- Daftar 12 masjid Jogja dengan menu takjil terbaik dan unik selama Ramadan.
- Tips strategis waktu kedatangan dan lokasi parkir agar tidak kehabisan kuota makanan.
- Variasi menu menarik mulai dari prasmanan, nasi box, hingga gule kambing legendaris.
Suara.com - Bagi warga Yogyakarta, khususnya mahasiswa dan "Para Pencari Takjil" (PPT), bulan Ramadan adalah momen untuk melakukan safari dari masjid ke masjid.
Tidak hanya mencari keberkahan lewat kajian, tapi juga berburu hidangan buka puasa yang lezat dan bervariasi.
Apakah kamu sanggup menyambangi semua masjid ini dalam 30 hari?

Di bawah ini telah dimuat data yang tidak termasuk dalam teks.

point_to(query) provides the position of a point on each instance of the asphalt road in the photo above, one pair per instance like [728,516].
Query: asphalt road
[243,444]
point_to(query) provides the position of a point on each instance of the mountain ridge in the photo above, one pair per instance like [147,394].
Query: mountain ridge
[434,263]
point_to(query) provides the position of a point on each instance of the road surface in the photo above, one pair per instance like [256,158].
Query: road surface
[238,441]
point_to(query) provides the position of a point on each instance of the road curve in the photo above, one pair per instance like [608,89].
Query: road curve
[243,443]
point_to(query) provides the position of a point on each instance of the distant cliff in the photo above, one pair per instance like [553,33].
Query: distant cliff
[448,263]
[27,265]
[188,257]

Berikut adalah panduan lengkap serta tips agar kamu dapat posisi "CAT 1" alias barisan depan saat pembagian takjil.
1. Masjid Jogokaryan: Sang Legenda

Ini adalah destinasi wajib. Namun, karena popularitasnya, suasananya sangat ramai.
Tips: Jangan parkir di jalan utama. Masuklah ke kampung sebelah selatannya (via jalan kecil dekat Ayam Penyet Suroboyo).

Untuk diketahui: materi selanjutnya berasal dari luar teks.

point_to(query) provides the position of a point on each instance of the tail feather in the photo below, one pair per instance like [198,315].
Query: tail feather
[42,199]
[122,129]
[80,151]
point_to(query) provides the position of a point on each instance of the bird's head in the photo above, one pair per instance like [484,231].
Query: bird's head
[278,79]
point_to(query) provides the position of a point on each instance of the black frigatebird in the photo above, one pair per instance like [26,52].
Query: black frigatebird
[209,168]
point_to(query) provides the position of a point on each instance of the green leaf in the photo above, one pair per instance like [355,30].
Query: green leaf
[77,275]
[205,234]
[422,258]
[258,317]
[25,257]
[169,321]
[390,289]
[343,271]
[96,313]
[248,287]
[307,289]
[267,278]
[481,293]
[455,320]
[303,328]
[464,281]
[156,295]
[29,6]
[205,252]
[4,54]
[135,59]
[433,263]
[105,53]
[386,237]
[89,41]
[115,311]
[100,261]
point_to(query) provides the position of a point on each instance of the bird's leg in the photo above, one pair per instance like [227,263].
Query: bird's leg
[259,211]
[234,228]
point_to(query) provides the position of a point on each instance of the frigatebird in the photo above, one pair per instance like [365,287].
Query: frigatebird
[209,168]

Waktu: Datanglah jam 16.00 WIB jika ingin mengincar takjil masjid. Kalau hanya ingin ke Pasar Tiban, menjelang magrib pun tak masalah.
2. Masjid Suja' (Gamping): Mewah ala Louvre
Masjid ini sangat modern dengan fasilitas eskalator. Menunya selalu enak dan berkualitas.

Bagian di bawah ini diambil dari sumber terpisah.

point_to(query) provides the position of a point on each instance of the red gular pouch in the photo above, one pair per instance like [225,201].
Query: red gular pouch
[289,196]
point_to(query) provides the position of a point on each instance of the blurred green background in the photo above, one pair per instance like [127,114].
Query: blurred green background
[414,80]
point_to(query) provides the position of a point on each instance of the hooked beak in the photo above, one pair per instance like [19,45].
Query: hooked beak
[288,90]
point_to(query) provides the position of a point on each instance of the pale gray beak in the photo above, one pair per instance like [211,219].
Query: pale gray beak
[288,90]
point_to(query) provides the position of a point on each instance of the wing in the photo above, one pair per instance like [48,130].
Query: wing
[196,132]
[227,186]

Tips: Disarankan membawa tumbler sendiri. Di depannya ada Ramadan Fest yang seru.
Sistem: Ambil kupon, simak kajian, lalu makan prasmanan (menu favorit: Brongkos Telur yang creamy).
3. Masjid UAD (Ringroad Selatan): Surga Ilmu dan Kuliner
Menunya sangat niat (pernah ada Nasi Gurame Sambal), dan kajiannya diisi dosen lintas fakultas.
Tips: Datang tepat jam 17.00 WIB. Jika telat, kemungkinan hanya dapat roti. Satu lagi: Tandai sandalmu agar tidak tertukar!